Now, in a new interview with NPR’s Fresh Air guest interviewer Sam Sanders, Boyega reflects on the comments he made and the attention they received.
“I think I wanted to discuss the elephant in the room that is easily dismissed sometimes, easily seen as a selfish act, a way to put the attention on you,” says Boyega, who most recently starred as a 1980s British police officer bent on changing the system in Steve McQueen’s Small Axe anthology series.
Boyega also elaborated on his issues with Star Wars: “The characters are only as good as the moments that you give them. When we talk about, you know, Captain America [Chris Evans] and him kind of facing off Thanos and his army, when you talk about these moments that are given to characters, it's only because these moments are written by somebody. These moments are put in there on purpose to elevate characters.”

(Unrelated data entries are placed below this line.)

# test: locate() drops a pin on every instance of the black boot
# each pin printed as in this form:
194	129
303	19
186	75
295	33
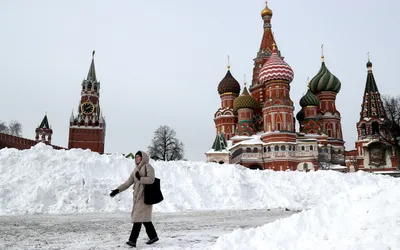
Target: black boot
151	232
134	234
131	243
152	241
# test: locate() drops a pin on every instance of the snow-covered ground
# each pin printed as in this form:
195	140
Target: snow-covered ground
340	211
178	230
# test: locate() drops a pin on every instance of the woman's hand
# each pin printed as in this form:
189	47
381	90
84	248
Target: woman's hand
114	192
137	175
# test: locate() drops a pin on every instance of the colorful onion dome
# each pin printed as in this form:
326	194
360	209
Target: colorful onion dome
245	100
275	69
266	11
309	99
229	84
325	81
301	115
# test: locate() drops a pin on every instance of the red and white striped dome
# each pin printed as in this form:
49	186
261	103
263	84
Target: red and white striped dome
275	69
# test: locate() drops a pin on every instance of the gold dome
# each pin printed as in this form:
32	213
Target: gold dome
266	11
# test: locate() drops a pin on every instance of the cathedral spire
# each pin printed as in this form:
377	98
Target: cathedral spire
92	72
372	106
268	36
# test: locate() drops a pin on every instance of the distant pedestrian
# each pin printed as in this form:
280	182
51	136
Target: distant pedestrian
141	212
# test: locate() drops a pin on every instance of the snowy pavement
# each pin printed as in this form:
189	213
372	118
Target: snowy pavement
183	230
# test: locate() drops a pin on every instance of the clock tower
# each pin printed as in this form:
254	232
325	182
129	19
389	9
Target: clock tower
87	129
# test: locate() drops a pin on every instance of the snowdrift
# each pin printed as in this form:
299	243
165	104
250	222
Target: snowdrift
43	180
365	218
340	211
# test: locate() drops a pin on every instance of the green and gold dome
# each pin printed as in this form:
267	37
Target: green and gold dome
309	99
324	81
245	100
266	11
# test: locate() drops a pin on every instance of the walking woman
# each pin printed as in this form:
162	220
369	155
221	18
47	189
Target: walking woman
141	213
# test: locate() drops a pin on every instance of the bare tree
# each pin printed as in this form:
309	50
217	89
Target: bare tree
15	128
323	160
3	128
392	127
165	146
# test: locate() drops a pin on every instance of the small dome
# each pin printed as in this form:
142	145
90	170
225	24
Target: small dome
301	115
266	11
228	84
325	81
309	99
245	100
275	69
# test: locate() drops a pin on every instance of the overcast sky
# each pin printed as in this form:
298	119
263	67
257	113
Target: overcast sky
160	62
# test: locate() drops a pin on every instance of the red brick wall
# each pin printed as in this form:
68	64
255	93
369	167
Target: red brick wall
86	139
10	141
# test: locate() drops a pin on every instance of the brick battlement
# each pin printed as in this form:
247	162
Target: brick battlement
11	141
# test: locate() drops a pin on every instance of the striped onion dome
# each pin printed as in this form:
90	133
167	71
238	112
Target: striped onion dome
301	115
275	69
309	99
245	100
229	84
325	81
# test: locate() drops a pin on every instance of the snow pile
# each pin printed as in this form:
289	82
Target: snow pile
341	211
43	180
365	217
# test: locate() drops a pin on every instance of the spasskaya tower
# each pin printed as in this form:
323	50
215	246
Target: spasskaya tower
87	129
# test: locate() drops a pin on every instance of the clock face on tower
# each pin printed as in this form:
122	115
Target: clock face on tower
87	108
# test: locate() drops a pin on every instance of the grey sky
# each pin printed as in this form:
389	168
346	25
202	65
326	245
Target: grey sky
159	62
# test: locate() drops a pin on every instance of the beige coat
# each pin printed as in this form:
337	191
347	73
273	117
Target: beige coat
140	211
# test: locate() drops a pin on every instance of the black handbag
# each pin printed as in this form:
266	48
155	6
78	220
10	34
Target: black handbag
152	192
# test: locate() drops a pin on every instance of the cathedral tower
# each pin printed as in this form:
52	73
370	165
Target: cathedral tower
373	152
44	131
87	129
224	118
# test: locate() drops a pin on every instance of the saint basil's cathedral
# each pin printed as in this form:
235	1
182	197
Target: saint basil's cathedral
256	127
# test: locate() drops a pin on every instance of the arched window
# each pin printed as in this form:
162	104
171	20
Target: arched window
375	127
363	129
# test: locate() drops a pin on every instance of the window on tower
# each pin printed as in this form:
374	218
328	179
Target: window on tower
375	128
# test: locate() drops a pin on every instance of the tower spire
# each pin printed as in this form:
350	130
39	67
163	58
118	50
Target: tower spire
268	36
92	72
372	103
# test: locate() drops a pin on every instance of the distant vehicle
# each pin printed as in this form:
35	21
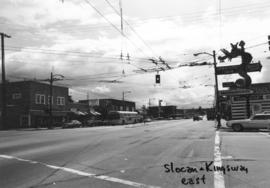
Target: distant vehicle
72	124
147	119
95	122
197	118
123	117
258	121
210	115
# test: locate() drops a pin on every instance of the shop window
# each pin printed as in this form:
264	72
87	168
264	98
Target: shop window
60	100
16	96
40	99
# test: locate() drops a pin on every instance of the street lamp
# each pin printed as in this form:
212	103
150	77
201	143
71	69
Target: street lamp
216	84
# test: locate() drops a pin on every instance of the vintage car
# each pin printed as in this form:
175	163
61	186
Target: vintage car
258	121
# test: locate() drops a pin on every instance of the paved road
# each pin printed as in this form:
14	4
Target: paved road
169	154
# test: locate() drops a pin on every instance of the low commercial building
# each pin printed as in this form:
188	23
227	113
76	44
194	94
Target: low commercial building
28	104
104	106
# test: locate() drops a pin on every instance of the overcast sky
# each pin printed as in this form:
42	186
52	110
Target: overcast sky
81	39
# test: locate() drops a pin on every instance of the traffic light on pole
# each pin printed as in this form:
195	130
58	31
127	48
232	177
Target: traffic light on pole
269	42
157	79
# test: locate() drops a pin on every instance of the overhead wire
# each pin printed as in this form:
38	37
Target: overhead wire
90	4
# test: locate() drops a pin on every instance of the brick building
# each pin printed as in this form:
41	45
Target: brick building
28	104
104	106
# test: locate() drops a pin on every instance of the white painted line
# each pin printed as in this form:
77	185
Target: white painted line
81	173
218	175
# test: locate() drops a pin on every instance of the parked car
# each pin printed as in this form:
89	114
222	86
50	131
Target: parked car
72	124
95	122
258	121
147	119
197	118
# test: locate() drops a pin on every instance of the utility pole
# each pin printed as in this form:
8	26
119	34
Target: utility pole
4	104
51	100
159	107
218	114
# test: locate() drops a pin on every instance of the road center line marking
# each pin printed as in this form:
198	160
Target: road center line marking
218	175
81	173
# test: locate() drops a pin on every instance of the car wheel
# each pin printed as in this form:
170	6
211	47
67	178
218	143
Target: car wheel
237	127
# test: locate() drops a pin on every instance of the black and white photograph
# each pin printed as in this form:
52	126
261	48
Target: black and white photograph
135	94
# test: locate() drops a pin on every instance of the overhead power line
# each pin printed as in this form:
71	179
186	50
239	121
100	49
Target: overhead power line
90	4
134	31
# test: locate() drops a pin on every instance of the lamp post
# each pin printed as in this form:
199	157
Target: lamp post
218	115
123	99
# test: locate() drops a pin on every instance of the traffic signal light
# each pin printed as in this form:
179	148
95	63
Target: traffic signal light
157	79
269	42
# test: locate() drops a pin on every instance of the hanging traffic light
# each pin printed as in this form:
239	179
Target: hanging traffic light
157	79
269	42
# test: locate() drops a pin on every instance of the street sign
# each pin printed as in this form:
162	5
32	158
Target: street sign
234	69
236	92
228	84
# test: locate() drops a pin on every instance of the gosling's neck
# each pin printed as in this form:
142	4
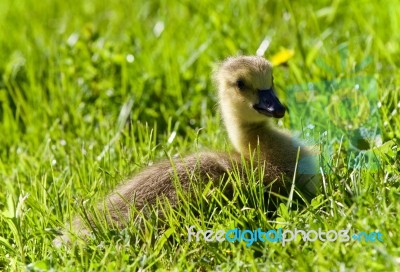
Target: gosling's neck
246	137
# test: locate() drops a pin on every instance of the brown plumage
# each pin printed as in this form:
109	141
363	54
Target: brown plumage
247	101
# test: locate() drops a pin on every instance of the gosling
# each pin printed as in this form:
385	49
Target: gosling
247	101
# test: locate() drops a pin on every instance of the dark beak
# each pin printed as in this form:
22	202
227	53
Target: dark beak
269	104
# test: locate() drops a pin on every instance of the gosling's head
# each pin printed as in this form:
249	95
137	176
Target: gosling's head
246	89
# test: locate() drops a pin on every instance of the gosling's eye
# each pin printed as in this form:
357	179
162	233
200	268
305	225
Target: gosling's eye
240	84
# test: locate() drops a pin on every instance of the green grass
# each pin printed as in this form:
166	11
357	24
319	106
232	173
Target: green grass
93	91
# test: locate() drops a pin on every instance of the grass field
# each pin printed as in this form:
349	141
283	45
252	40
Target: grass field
93	91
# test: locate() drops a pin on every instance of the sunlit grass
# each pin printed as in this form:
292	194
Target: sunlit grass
91	92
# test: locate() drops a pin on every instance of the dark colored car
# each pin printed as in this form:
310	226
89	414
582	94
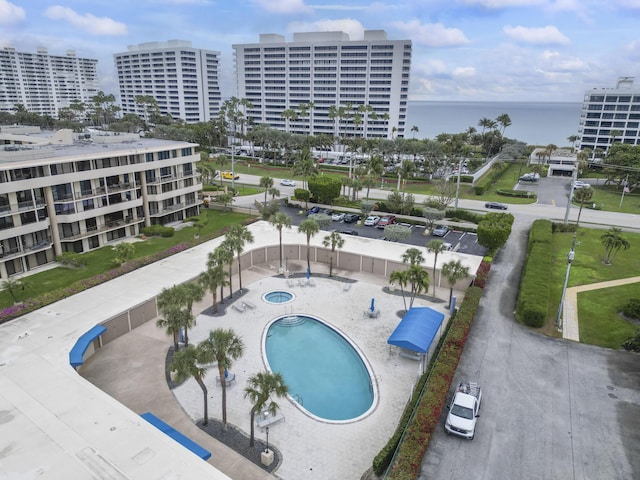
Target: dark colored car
386	220
495	205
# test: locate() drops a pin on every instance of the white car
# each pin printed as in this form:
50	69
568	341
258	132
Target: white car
464	410
371	221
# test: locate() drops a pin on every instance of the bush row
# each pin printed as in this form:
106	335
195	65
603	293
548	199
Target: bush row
535	290
411	439
488	179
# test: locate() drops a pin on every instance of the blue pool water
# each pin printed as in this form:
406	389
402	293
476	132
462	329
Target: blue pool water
323	371
278	297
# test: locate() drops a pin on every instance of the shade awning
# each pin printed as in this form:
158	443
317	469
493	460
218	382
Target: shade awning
417	329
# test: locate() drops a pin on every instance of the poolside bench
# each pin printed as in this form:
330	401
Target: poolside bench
265	419
76	355
177	436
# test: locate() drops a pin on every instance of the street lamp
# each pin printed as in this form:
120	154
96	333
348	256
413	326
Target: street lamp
570	258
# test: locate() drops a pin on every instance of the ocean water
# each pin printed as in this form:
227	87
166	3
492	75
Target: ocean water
536	123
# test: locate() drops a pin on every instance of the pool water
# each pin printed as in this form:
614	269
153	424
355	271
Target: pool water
278	296
323	371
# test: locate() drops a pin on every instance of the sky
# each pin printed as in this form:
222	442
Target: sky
463	50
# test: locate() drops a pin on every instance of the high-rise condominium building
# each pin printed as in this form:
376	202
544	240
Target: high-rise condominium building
71	192
183	80
45	83
610	115
326	83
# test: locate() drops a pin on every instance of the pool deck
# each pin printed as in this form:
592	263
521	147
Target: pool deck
76	427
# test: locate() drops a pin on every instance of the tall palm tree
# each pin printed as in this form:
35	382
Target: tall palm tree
213	277
309	227
186	364
436	247
333	240
260	388
280	220
582	195
238	236
266	182
613	241
223	346
453	271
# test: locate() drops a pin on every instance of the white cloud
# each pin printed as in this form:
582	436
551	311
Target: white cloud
353	27
87	22
283	6
432	34
10	13
539	36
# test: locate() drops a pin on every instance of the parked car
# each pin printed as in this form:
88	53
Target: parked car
440	231
579	184
371	221
464	410
495	205
386	220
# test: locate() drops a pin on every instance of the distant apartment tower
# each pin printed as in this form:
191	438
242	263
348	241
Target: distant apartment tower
323	70
182	79
610	115
45	83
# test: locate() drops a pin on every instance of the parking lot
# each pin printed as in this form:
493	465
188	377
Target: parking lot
462	242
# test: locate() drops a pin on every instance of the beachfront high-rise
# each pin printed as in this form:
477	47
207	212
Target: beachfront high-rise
45	83
183	80
610	115
319	73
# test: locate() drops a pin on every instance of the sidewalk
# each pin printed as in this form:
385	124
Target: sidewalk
570	324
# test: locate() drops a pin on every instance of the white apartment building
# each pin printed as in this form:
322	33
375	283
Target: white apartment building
323	70
45	83
182	79
67	192
610	115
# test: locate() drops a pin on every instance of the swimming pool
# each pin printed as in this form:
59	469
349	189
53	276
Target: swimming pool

Boyega pointed to another Marvel property, Disney+’s The Falcon and the Winter Soldier — which introduced Anthony Mackie as the new Captain America — as a series that respectfully elevated its Black hero.
The actor explained how his complicated relationship dated all the way back to his casting, when he received death threats and heard threats of boycotting because of the new trilogy’s diverse casting — and his Black stormtrooper, especially. In China, marketing for The Force Awakens minimized Boyega’s involvement by shrinking his presence on the poster.
“As you go along and all these issues pile on top,” Boyega explained. "I just thought it was quite important to say something, so it's not an elephant in the room. And I think that more conversations have even been bubbling with other actors now in different projects and franchises … things that they noticed as well. And it's a conversation worth having, to be honest.”